Después de pasar mucho trabajo para ubicar el carro bomba por sobre las ruinas, lo estacionaron a unos 80 metros del barco. “Era abrumador, parecía que estábamos en una plan­cha de horno. No tengo palabras para describir lo que sentía; nunca más he vivido algo así.
 
“Cuando comenzó a caer la noche se instalaron reflectores para alumbrar los muelles y continuar con la labor de rescate. Las grúas levantaban las vigas de acero caídas de los almacenes y se escuchaban los quejidos y sollozos de los que permanecían atrapados en los escombros.
 
“En el momento de la acción estábamos enfocados en apagar el incendio y en ayudar a quien lo necesitara; pero al otro día, era triste pensar que habíamos estado justamente allí”.
 
A las dos de la madrugada, tras llegar a la ciudad de los puentes, fueron recibidos por periodistas locales.
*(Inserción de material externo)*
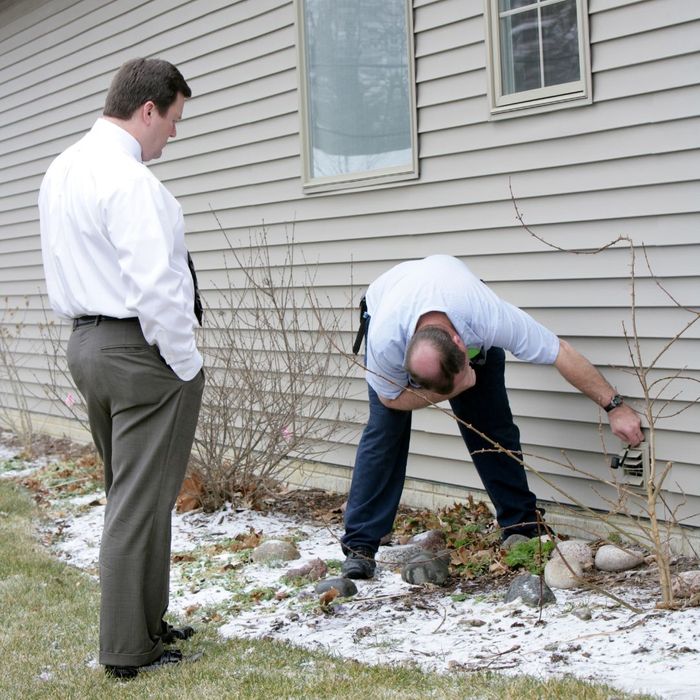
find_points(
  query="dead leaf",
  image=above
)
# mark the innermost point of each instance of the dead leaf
(327, 597)
(190, 496)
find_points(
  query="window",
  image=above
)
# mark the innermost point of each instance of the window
(357, 91)
(538, 54)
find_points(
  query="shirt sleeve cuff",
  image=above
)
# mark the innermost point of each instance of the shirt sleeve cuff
(189, 368)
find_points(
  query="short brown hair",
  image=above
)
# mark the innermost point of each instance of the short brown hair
(141, 80)
(452, 359)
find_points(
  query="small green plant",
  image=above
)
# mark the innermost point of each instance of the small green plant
(531, 555)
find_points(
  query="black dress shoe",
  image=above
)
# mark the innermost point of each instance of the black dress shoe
(127, 673)
(359, 564)
(173, 633)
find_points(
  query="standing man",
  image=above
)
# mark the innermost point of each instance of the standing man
(435, 333)
(113, 245)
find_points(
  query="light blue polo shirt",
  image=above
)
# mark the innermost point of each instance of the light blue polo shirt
(399, 297)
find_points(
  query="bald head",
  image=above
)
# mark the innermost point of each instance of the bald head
(433, 360)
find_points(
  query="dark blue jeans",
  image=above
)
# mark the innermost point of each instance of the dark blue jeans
(380, 462)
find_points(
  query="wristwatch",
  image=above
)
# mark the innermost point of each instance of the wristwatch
(615, 401)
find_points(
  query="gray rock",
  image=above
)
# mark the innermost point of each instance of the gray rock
(394, 558)
(583, 613)
(430, 540)
(686, 584)
(274, 552)
(531, 590)
(575, 550)
(472, 622)
(345, 586)
(425, 567)
(612, 558)
(311, 570)
(559, 573)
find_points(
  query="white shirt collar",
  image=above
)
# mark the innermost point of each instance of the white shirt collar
(107, 129)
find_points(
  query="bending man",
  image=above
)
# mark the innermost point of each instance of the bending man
(435, 333)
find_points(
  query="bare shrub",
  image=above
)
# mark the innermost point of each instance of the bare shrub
(60, 389)
(274, 385)
(662, 399)
(15, 409)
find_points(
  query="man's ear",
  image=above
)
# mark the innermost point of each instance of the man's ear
(147, 109)
(457, 340)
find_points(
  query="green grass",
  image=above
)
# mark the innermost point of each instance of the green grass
(48, 647)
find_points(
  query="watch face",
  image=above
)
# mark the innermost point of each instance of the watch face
(614, 402)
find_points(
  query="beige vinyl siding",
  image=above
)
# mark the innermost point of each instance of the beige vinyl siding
(627, 165)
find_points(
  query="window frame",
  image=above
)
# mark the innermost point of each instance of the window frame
(572, 94)
(367, 178)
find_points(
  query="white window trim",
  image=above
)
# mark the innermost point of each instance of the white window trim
(576, 93)
(358, 179)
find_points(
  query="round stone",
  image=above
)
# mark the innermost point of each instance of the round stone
(531, 590)
(574, 551)
(612, 558)
(274, 552)
(425, 568)
(344, 586)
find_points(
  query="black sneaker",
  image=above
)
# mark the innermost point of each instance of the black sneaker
(359, 564)
(172, 634)
(126, 673)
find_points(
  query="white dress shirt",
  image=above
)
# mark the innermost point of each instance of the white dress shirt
(113, 243)
(399, 297)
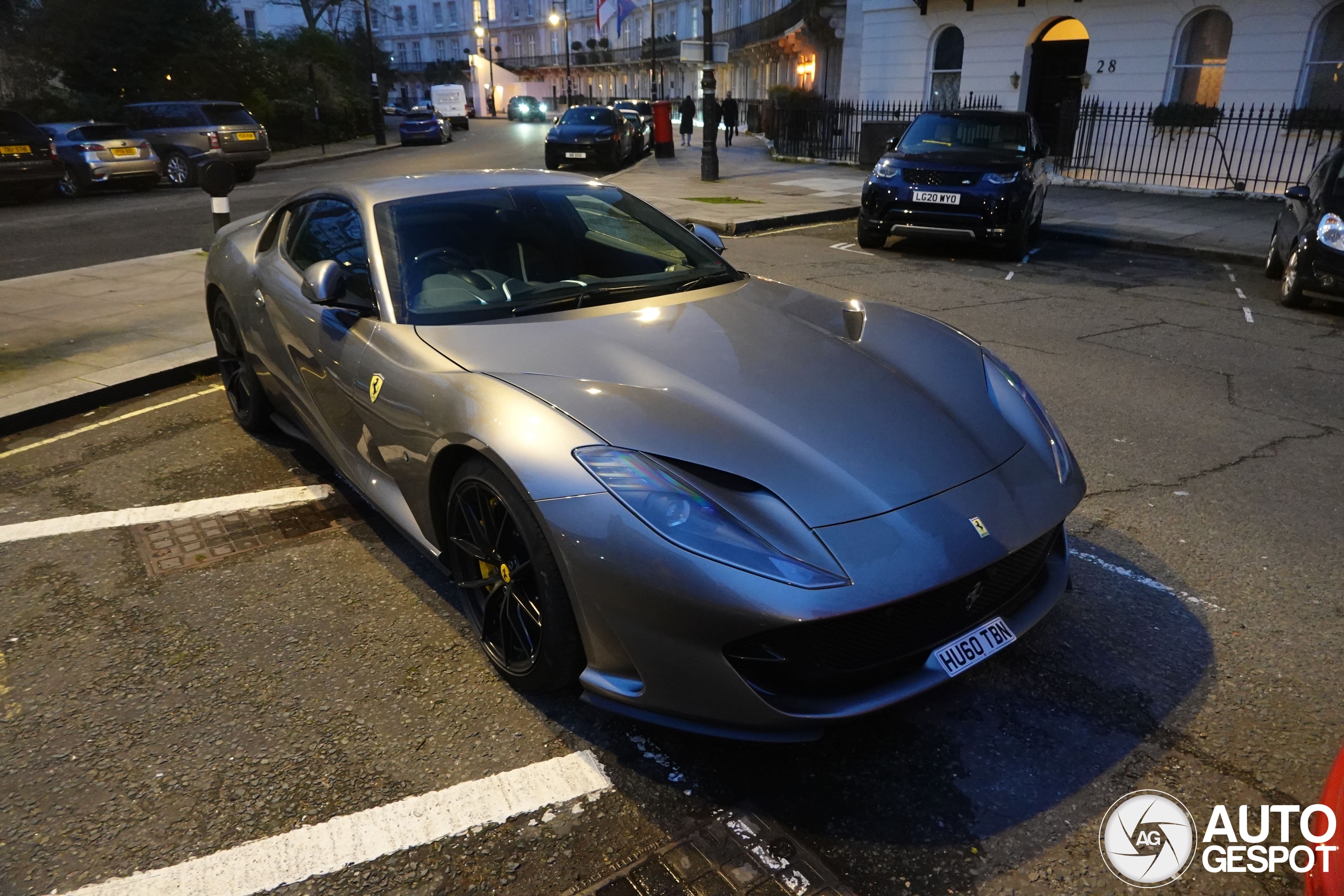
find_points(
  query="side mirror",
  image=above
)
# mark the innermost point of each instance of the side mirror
(707, 237)
(324, 282)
El deseo de informar los sucesos a partir de las experiencias de los bomberos matanceros era casi palpable: “Lo único que puedo decirles es que fue un sabotaje, una vez más el imperialismo invadió nuestra paz”, les dije.
 
Vivencias como las de Nemesio y Orlando nos tocan de cerca, estremecen, hacen cuestionar por qué, más de medio siglo después, un crimen tan ominoso sigue impune y no se haya podido rendir justicia a los familiares y víctimas de La Coubre, a pesar de las repetidas denuncias de nuestro país y las evidencias incriminatorias que señalan a la CIA.
 
Resulta extraño, por no decir revelador, que en los archivos nacionales de Estados Unidos no exista ninguna referencia esclarecedora sobre la explosión en el muelle habanero, ni siquiera para contar su propia versión de los hechos, todavía más si se tiene en cuenta que el aparato propagandístico del país anglosajón ha generado, históricamente, ráfagas de calumnias contra la Revolución Cubana.
 
Con la misma convicción que hizo a Fidel enarbolar la consigna ¡Patria o Muerte! durante las palabras de duelo en el sepelio del 5 de marzo de 1960, nuestra verdad, la verdad del pueblo cubano, tendrá que ser reconocida.